Just one podium, many races that have ended in the gravel, few championship points, the demotion from official to satellite rider and, as if that weren’t enough, Covid-19 and technical problems. Could it get any worse?
In looking back at his long and prestigious career, 2020 represents a real low point for Valentino Rossi, who, we’re sorry to say, is experiencing something of a downward trend. From 1996 until now, the phenomenal rider from Tavullia has never faced such defeat and the future looks far from bright.
And it’s not just a lack of results that pushes us to write this. Beyond his single podium, scored at the Angel Nieto circuit during the Andalusian Grand Prix, number 46 has also had to deal with the blow of four ‘zeros’, which came at season opener Jerez, at home at Misano and then at Barcelona and Le Mans. His retirement from the Valencia race was yet another setback, the rider currently lying fifteenth in the championship, undoubtedly his worst world championship performance to date.
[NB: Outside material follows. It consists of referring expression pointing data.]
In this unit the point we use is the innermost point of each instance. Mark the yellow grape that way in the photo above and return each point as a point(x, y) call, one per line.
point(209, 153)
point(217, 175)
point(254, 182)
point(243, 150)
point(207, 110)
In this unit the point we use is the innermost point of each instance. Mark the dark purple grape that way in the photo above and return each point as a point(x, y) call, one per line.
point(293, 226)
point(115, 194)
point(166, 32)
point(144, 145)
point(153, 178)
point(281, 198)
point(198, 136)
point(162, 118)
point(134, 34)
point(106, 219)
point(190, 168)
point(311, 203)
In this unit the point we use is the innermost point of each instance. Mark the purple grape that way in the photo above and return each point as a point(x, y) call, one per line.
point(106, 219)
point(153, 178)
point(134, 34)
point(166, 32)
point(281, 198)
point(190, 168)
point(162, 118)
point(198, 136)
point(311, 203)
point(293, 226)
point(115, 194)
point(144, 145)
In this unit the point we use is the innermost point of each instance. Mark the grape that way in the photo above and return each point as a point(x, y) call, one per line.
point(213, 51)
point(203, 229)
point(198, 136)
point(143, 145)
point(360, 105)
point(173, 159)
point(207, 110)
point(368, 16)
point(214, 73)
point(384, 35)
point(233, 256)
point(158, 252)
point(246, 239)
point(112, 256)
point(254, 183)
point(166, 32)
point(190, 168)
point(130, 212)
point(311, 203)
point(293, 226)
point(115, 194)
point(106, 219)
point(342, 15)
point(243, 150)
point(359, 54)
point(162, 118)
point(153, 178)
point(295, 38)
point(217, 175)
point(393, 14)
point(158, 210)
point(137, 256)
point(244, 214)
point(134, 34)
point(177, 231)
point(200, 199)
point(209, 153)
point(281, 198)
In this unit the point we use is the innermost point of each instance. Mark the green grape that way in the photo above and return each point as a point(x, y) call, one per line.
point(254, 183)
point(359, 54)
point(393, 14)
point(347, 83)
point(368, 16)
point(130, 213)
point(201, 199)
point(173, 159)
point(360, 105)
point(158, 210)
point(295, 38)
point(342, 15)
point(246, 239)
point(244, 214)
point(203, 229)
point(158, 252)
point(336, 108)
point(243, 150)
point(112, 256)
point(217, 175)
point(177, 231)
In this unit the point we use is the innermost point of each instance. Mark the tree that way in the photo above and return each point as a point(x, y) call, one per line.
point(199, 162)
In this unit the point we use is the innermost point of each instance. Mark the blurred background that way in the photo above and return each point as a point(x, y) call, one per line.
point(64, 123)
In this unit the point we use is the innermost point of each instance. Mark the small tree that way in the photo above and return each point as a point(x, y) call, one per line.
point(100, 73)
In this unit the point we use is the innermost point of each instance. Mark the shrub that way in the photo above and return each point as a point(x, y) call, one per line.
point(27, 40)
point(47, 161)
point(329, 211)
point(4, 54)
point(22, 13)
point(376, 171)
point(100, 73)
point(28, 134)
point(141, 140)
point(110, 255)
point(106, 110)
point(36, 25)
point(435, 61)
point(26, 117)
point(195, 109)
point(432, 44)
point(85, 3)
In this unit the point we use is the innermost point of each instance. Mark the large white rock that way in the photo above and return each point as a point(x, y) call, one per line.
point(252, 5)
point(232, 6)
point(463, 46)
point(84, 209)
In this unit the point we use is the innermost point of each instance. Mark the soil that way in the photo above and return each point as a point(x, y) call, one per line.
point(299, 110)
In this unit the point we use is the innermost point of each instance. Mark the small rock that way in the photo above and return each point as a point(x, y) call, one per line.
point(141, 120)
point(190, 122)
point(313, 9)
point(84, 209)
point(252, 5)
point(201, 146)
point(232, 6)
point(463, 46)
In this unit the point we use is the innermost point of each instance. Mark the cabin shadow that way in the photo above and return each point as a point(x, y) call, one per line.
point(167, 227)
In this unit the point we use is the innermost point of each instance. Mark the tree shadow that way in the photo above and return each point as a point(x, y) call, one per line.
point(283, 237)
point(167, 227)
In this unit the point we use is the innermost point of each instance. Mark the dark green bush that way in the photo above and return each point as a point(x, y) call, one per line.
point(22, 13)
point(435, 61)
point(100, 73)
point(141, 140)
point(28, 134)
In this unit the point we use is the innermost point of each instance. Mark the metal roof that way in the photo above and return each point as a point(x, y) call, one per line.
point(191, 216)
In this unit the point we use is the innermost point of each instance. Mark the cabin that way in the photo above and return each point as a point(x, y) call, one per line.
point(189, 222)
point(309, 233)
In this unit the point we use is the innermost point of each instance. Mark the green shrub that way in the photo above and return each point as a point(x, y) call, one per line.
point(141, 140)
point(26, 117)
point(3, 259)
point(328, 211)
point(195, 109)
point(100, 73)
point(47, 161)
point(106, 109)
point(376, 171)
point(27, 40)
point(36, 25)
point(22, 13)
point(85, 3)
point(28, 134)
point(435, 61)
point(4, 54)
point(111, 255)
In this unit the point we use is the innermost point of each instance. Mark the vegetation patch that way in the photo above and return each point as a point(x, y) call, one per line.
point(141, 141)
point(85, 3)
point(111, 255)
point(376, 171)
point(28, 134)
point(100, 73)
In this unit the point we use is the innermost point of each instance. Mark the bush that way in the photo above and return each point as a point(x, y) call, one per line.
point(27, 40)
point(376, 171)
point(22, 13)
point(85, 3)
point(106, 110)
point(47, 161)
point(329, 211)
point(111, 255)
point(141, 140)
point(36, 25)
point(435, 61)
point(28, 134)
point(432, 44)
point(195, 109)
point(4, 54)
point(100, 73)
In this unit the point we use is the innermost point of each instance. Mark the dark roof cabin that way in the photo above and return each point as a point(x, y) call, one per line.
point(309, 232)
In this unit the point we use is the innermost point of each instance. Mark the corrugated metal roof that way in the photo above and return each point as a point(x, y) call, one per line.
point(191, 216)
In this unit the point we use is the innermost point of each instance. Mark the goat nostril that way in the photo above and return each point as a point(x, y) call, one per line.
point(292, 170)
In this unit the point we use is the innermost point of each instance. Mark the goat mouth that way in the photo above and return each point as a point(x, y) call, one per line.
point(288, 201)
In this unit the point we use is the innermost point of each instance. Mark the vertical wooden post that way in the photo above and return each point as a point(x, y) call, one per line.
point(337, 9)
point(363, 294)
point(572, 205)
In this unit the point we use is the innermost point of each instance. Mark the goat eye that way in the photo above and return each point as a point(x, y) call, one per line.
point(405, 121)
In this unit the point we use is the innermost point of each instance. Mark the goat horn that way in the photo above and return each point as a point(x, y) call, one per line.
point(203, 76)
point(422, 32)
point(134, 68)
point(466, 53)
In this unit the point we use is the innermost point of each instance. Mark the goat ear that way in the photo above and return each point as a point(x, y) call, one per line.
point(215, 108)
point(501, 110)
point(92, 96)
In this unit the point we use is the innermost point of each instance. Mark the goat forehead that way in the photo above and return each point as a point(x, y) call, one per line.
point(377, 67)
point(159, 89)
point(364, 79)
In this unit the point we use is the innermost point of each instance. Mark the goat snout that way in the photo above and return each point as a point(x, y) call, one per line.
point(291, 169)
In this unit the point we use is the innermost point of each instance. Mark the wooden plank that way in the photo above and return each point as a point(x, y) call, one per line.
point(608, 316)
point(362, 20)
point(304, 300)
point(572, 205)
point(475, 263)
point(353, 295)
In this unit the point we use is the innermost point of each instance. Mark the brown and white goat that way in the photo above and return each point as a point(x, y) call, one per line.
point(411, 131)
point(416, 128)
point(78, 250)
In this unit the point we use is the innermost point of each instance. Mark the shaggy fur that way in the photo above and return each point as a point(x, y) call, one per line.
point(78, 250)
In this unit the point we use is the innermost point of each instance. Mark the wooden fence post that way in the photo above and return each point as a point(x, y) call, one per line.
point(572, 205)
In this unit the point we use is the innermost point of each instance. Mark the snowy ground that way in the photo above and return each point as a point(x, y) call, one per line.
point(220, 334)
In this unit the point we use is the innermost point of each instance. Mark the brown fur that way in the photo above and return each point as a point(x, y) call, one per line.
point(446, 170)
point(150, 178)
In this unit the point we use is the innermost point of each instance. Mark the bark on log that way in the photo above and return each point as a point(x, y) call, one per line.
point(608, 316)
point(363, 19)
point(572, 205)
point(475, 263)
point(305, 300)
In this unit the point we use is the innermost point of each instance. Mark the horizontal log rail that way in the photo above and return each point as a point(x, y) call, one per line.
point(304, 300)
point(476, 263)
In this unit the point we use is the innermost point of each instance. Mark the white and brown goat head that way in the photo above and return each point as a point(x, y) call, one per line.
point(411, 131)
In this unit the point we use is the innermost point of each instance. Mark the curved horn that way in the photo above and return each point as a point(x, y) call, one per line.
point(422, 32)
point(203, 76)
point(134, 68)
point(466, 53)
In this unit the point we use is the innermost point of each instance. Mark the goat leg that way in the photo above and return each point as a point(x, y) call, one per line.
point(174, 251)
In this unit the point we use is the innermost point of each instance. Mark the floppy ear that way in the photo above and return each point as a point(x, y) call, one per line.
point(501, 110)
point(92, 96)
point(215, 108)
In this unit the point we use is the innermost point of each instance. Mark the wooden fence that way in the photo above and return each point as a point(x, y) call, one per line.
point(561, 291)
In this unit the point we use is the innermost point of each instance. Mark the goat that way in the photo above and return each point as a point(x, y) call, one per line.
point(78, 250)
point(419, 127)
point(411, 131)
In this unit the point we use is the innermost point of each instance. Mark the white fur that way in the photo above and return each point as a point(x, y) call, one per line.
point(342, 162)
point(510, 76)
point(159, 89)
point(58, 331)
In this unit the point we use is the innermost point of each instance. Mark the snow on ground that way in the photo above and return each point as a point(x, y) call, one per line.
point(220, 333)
And that’s not all unfortunately. He won’t be jumping for joy at the thought of going from factory to satellite status, so used to being front and centre in the eyes of all the manufacturers he has represented. From Aprilia to Honda, from Yamaha to Ducati, the nine-time champ has always been the undisputed number one rider, no doubt about it. But this is no longer the case, and 2021 will see him with Petronas.
Coronavirus makes no distinction in terms of race, class, politics or profession, with motorcycling legend Rossi one of many sportspersons to have suffered. A real stroke of bad luck, because the rider, unlike a government employee, cannot exactly request sick leave. No, the rider must – and wants – to line up week in, week out, even when things get tough. But with Covid-19 this is impossible and so Valentino has been sensible, staying home in Tavullia the wise choice. Perhaps the only choice.
Because those who have contracted the virus either show no signs or demonstrate clear symptoms, at least in the most serious of cases. Aside from two days during which he felt unwell, luckily Rossi has simply needed to rest. The best news in all this.
The M1 bikes are struggling, but Quartararo, Vinales and Morbidelli have won at least one race apiece. The M1 might demonstrate a lack of continuity, but it’s not the only one. Look at Ducati and Honda for example. Dovizioso is the very emblem of a lacklustre Ducati, while Nakagami finds himself playing leader from wingman, despite not being ready. KMT is always jostling, Suzuki takes centre stage. Yamaha is up and down.
Back on board after quarantining, Rossi was giving it 100%. Until his bike fell silent. Number 46 laughed it off, as he often does. The champion will take the positives from what has been a horrible year, not just for him, but for society as a whole.